Nation-building in the Mideast? What is needed is a Sunni home in Mesopotamia
Jean Daudelin on why its time to reconsider the borders in the Middle East.
Associate professor, Carleton University
In an enthusiastic endorsement of Barrack Obama’s new offensive in Syria, Brookings’ Kenneth Pollack argues that the key to the stability of the region lies in effective nation-building.
In the face of innumerable failures and, over the last 20 years, of the progressive reconfiguration of Germany, Central Europe and the Balkans around newly created — or re-created — ethnic states, Pollack still argues that multi-ethnic or multi-communal nation-building is possible in the Middle-East, from the outside and without rearranging the absurd boundaries of the region.
And yet, if it were successful (a big if), the most likely outcome of the strategy he outlines — arming a “moderate” Syrian opposition and helping it take control of the country against both Assad and IS — would be the rise to power, in Syria, of a Sunni regime that would be a mirror image of Iraq’s Shia one, and under which you wouldn’t want to be a minority: Alawite, Kurdish or Christian, in this case, instead of Kurdish and Sunni in Iraq.
As Pollack puts it, “ISIS is the symptom of that underlying problem, not the problem itself.” Fine, but what is the problem and, in particular, what is the problem that can be resolved? He basically argues that the problem is the need to make Syria and Iraq into unified and functional social and political entities in spite of the tensions and the blood over decades of state-led communal repression of communal massacres and wars. This is indeed a problem, but one that nobody since WWII has been able to resolve, especially not through the “reconstruction” of infrastructure and civil society-building by foreign experts who have been failing miserably everywhere they have tried.
And for good reason: what is being sought is not nation-building but nation denial, nation breakdown, nation oppression and nation fragmentation among artificial states. In a few rich democratic countries like Canada, the UK (barely) and Spain (for now) it has been possible to sustain multi-communal nations. Everywhere else, it just hasn’t worked.

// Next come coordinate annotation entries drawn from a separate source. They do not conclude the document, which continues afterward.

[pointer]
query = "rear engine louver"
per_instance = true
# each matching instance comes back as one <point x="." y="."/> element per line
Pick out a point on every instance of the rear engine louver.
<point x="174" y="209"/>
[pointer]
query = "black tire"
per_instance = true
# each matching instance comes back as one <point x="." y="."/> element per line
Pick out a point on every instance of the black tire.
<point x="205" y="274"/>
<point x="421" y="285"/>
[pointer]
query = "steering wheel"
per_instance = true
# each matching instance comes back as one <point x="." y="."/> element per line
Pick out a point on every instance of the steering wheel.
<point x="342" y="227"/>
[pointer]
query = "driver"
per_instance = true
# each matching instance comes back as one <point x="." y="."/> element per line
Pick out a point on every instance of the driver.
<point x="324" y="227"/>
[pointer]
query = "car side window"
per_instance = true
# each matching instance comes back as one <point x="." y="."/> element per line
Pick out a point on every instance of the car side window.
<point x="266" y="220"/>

ISIS is the symptom of the failure of the state system that Britain and France, then the United States, and now the UN, have been trying to salvage for decades. It is the expression of a nationalist claim on the part of Sunni populations in Syria and Iraq that just will not (in the case of Syria) or that could not (in the case of Iraq) continue to live under political regimes that are dominated by other communities. Take the Sunni of Iraq and Syria out of ISIS — or the Pashtun out of the Talibans — and you are left with a weak movement devoid or territorial or social anchor.
Aside from the re-establishment of communal dictatorships that would happen to represent majorities, instead of minorities, nothing good can come from the kind of nation building that Pollack advocates. The only sustainable solution to the problem is the creation of a Sunni state on a territory that currently straddles Syria and Iraq. In this region, remember, Sunni Arabs have no home, unlike the Kurds (almost), Shia Arabs, and Shia Persians.

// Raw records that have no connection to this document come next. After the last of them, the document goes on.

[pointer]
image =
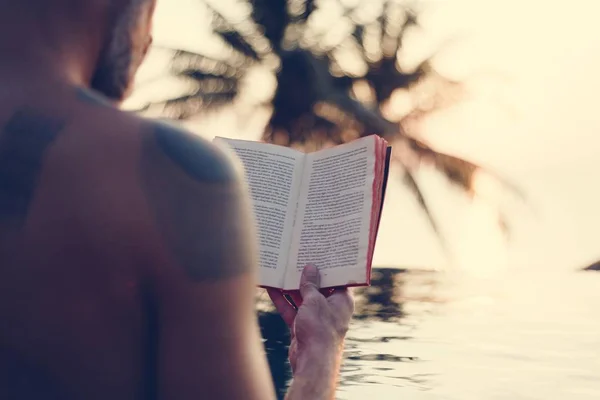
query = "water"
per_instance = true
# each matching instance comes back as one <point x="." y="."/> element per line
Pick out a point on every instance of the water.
<point x="440" y="335"/>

As Jeffrey Herbst has been arguing for years, this kind of solution also beckons in the Democratic Republic of the Congo and, I would add, in Rwanda, Burundi, Somalia and a number of other countries.
I can hear the standard objections: re-opening the border issues would lead to chaos and anyway, we don’t do that anymore. We patch things up at the UN.
Well, chaos is here and has been here for a long while and, as I mentioned before, we have in fact been doing lots of boundary adjustments in recent years, though only in Europe and almost exclusively with white people. The time has come to open up the communal state club to other peoples.